Deputy O’Dea maintains that the crux of the issue is that Mr Buckley and his colleagues in the cycling lobby are trying to “ram through a cycle path in an old, established, inappropriate location that has the potential to make the everyday lives of the elderly and disabled residents almost intolerable just because of ideology”.

“The cycling lobby doesn’t want to know about democracy and the 90 per cent of local residents who are completely opposed to this cycle path. They obviously believe that if public consultation produces a result that doesn’t suit them, then the process should be duly ignored. There’s a word for that and it’s called dictatorship.

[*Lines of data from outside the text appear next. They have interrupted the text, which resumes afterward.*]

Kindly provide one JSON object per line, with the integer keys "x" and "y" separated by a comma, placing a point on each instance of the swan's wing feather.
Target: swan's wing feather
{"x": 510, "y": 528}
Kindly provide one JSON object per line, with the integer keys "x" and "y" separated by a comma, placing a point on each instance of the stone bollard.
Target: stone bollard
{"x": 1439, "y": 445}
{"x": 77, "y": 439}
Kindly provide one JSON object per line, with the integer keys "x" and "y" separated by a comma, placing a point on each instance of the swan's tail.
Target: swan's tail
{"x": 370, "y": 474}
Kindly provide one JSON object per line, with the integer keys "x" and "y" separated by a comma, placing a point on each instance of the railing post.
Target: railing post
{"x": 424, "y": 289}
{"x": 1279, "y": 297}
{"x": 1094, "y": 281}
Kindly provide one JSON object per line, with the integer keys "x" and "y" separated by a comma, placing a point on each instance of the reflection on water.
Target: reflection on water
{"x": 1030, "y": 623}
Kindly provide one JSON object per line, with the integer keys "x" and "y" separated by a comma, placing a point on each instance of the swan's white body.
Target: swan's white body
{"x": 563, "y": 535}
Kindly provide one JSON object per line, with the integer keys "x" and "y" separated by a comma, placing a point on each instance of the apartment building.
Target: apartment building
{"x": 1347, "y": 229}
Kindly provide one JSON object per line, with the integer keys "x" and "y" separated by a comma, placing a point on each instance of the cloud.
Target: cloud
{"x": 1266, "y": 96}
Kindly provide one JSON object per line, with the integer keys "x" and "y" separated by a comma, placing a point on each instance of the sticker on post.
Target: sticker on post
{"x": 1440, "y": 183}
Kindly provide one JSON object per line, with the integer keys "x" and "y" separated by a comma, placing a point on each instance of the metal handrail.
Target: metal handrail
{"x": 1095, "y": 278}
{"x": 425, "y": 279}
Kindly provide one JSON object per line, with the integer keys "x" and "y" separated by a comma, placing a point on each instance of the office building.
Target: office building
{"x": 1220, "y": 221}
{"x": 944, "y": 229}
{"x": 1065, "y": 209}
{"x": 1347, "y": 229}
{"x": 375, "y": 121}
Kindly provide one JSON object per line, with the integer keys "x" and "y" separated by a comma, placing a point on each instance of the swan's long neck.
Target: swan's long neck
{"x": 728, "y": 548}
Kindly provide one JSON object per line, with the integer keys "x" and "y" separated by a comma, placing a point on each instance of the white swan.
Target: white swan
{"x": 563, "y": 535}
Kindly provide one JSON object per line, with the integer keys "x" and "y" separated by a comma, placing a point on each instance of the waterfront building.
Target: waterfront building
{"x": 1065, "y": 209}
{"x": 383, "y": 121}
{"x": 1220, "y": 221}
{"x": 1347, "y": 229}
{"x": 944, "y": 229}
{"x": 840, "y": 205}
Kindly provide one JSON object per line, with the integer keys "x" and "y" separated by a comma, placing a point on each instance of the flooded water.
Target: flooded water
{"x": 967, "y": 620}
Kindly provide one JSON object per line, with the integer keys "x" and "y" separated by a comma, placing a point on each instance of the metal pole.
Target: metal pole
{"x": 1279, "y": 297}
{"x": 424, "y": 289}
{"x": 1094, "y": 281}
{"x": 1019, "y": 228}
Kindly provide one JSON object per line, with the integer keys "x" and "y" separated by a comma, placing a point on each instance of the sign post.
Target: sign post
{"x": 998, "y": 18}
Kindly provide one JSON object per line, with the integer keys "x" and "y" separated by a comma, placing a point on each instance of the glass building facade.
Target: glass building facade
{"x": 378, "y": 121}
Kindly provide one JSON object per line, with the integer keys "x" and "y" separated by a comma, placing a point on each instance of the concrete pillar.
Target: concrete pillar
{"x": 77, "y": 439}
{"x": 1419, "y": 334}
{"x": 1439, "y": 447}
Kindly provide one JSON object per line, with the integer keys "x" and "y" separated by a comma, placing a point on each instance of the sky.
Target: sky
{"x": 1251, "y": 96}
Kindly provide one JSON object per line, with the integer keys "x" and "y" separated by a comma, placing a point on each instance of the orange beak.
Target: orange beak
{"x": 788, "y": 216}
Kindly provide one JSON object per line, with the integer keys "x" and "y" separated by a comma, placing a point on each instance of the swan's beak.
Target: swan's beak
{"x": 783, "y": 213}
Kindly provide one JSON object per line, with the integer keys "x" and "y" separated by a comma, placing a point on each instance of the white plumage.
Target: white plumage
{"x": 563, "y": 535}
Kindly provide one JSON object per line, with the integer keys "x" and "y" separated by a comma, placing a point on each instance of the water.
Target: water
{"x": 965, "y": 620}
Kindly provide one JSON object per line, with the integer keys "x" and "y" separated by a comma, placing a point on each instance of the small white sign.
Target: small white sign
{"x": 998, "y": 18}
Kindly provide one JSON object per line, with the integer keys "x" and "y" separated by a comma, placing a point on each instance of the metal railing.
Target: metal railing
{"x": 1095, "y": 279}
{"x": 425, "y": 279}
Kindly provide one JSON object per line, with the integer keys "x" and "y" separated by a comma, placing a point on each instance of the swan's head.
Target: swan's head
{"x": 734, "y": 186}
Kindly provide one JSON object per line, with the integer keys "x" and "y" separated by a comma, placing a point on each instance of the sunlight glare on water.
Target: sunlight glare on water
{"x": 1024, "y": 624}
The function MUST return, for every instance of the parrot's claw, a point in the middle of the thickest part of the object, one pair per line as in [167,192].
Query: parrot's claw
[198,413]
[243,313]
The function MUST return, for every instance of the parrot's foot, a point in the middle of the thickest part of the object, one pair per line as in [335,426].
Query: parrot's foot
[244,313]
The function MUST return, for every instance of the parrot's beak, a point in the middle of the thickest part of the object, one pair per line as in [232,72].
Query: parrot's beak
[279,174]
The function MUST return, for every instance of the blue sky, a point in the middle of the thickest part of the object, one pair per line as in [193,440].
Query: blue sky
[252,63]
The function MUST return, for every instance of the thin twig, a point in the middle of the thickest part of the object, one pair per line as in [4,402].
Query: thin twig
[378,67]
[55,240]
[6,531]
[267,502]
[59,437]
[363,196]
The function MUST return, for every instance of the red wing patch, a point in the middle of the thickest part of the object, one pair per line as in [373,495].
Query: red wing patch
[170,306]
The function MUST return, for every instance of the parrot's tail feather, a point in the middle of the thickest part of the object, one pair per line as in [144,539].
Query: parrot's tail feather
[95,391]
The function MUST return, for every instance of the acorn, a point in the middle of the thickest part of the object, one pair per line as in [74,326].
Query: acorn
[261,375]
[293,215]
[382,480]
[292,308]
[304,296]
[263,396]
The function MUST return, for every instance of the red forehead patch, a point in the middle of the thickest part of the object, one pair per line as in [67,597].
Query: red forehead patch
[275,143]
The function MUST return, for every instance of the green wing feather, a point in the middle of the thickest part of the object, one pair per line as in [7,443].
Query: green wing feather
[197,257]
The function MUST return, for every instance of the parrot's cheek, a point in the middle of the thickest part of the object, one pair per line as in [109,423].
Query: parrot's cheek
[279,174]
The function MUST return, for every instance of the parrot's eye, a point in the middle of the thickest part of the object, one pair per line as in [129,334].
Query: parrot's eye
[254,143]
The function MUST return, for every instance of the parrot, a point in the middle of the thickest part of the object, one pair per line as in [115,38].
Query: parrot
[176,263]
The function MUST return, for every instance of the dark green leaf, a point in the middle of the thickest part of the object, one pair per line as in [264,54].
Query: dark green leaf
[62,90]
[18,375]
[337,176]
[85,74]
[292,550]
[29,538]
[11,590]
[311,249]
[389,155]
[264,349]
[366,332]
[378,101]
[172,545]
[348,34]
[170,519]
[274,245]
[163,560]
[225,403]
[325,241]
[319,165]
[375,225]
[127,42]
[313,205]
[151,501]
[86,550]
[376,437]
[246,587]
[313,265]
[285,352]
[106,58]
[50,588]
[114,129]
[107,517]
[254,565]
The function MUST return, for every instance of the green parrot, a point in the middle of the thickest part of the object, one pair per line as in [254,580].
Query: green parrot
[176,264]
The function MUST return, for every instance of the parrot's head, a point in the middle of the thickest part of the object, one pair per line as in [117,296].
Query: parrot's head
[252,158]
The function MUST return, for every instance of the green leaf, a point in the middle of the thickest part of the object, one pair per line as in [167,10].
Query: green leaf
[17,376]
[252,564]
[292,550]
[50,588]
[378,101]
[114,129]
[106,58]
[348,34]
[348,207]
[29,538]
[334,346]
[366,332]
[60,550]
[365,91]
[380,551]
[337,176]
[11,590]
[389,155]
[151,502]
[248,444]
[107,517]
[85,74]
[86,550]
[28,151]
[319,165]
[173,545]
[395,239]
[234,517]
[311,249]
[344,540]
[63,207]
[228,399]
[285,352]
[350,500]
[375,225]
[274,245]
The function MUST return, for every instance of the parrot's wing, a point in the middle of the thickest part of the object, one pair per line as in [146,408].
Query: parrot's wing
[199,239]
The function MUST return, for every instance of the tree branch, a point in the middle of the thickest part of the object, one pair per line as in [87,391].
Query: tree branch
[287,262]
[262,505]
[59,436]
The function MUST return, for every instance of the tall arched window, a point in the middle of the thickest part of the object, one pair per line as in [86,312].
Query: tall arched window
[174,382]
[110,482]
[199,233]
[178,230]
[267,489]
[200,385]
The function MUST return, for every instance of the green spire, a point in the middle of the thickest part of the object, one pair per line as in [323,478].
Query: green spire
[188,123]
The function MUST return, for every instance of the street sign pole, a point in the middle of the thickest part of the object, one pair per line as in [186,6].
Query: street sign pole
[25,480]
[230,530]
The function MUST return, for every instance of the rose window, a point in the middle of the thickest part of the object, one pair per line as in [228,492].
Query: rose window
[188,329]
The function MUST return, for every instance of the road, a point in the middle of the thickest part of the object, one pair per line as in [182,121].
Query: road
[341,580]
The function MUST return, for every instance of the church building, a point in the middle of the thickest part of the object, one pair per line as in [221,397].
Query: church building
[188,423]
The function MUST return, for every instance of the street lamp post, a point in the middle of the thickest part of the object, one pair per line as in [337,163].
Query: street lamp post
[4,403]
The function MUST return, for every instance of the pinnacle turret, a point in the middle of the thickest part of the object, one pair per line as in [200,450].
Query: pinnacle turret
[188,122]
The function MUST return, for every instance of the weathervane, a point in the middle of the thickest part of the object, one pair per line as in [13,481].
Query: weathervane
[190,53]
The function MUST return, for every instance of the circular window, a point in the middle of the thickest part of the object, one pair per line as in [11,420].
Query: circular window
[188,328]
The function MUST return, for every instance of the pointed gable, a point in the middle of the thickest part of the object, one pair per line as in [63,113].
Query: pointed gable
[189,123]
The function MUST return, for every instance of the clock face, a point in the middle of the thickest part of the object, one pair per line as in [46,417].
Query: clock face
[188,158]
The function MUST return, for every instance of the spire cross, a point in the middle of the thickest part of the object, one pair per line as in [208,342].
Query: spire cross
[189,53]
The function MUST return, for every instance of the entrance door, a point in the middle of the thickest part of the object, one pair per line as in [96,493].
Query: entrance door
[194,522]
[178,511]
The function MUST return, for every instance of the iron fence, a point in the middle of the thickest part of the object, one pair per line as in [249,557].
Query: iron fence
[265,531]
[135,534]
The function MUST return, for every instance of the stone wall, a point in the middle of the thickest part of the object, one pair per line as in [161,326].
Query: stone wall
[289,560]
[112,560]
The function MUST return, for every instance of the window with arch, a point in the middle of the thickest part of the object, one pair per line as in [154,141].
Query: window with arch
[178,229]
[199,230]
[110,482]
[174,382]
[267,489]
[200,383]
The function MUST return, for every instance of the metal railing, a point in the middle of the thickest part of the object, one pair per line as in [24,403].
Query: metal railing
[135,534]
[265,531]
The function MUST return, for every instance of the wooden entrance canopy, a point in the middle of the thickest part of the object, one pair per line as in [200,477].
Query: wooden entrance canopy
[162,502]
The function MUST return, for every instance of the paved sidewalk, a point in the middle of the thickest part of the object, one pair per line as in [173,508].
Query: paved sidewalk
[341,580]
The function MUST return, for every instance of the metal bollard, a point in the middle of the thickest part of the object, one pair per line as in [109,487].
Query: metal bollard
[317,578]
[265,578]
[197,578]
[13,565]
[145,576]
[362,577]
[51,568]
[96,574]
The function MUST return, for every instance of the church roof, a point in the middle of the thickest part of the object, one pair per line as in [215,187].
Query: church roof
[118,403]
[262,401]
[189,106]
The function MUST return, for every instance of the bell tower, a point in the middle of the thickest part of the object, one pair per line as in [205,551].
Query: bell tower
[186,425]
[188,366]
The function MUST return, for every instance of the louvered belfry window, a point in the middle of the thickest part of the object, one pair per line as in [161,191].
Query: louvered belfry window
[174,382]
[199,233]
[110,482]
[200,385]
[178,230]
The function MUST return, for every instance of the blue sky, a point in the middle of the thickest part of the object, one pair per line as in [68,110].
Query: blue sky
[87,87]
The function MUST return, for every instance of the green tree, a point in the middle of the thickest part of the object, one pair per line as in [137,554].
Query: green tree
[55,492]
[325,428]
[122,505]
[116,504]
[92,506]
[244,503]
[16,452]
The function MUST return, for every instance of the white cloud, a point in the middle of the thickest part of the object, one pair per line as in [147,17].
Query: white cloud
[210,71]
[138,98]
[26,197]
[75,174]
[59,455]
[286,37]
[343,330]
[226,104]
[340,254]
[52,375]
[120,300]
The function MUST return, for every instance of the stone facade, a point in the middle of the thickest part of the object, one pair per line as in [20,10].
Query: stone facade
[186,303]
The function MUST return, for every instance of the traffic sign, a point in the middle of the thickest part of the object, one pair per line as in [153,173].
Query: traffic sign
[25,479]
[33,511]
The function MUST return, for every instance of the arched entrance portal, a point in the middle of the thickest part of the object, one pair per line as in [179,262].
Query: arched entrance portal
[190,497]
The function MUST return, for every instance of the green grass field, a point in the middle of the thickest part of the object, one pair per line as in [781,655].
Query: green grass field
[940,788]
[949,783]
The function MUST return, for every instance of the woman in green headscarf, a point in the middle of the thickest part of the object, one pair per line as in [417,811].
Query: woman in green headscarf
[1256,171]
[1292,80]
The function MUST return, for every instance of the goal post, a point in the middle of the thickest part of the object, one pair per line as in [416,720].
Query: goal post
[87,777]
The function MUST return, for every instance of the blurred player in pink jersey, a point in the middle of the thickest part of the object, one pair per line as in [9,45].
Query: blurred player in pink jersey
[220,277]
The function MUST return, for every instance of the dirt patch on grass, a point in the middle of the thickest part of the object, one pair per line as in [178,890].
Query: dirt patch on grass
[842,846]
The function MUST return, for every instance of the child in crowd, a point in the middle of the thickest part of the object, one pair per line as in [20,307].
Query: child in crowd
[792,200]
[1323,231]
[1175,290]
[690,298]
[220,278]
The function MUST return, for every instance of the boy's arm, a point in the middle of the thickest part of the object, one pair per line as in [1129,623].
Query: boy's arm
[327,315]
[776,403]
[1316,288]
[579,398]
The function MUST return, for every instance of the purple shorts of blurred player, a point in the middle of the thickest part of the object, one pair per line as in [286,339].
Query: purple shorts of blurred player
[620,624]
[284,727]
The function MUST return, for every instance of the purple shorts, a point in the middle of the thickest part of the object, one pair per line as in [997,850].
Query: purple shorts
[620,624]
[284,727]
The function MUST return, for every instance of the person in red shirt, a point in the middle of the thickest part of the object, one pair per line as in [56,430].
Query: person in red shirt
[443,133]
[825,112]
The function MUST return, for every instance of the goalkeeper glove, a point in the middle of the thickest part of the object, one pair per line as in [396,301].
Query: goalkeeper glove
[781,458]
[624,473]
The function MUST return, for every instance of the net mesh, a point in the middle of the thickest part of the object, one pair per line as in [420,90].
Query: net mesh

“There is a reasonable compromise proposed by the residents and I am urging all councillors to support this compromise solution.”

Weighing in firmly on the side of Mr Buckley, Limerick Green Party TD Brian Leddin warned that Limerick may lose out on future funding opportunities if they do not show “ambition” and said  that the South Circular Road scheme should be implemented precisely as planned.

He added that if Limerick is “seeking to water down or essentially neutralise the impact of the infrastructure”, then the city will lose out on future funding allocations. If another local authority has a project and says it wants to do it fast, then the Minister and the Government will look more favourably on that”.

LCC have called on local councillors to be brave and show their support for the delivery of the South Circular Road Active Travel Scheme without interruptions to the proposed cycle track.

Mr Buckley believes that to remove the cycle track from any section of the scheme in favour of a small number of private on-street parking spaces, goes against Limerick’s recently ratified transport strategy.

“It goes against national climate action policy and it goes against the students, workers, and families that will benefit from this active travel corridor. This route will connect the communities and workplaces of Raheen, Dooradoyle, and Mungret to the city centre,” he said.

A decision on the future of the project is expected on February 20.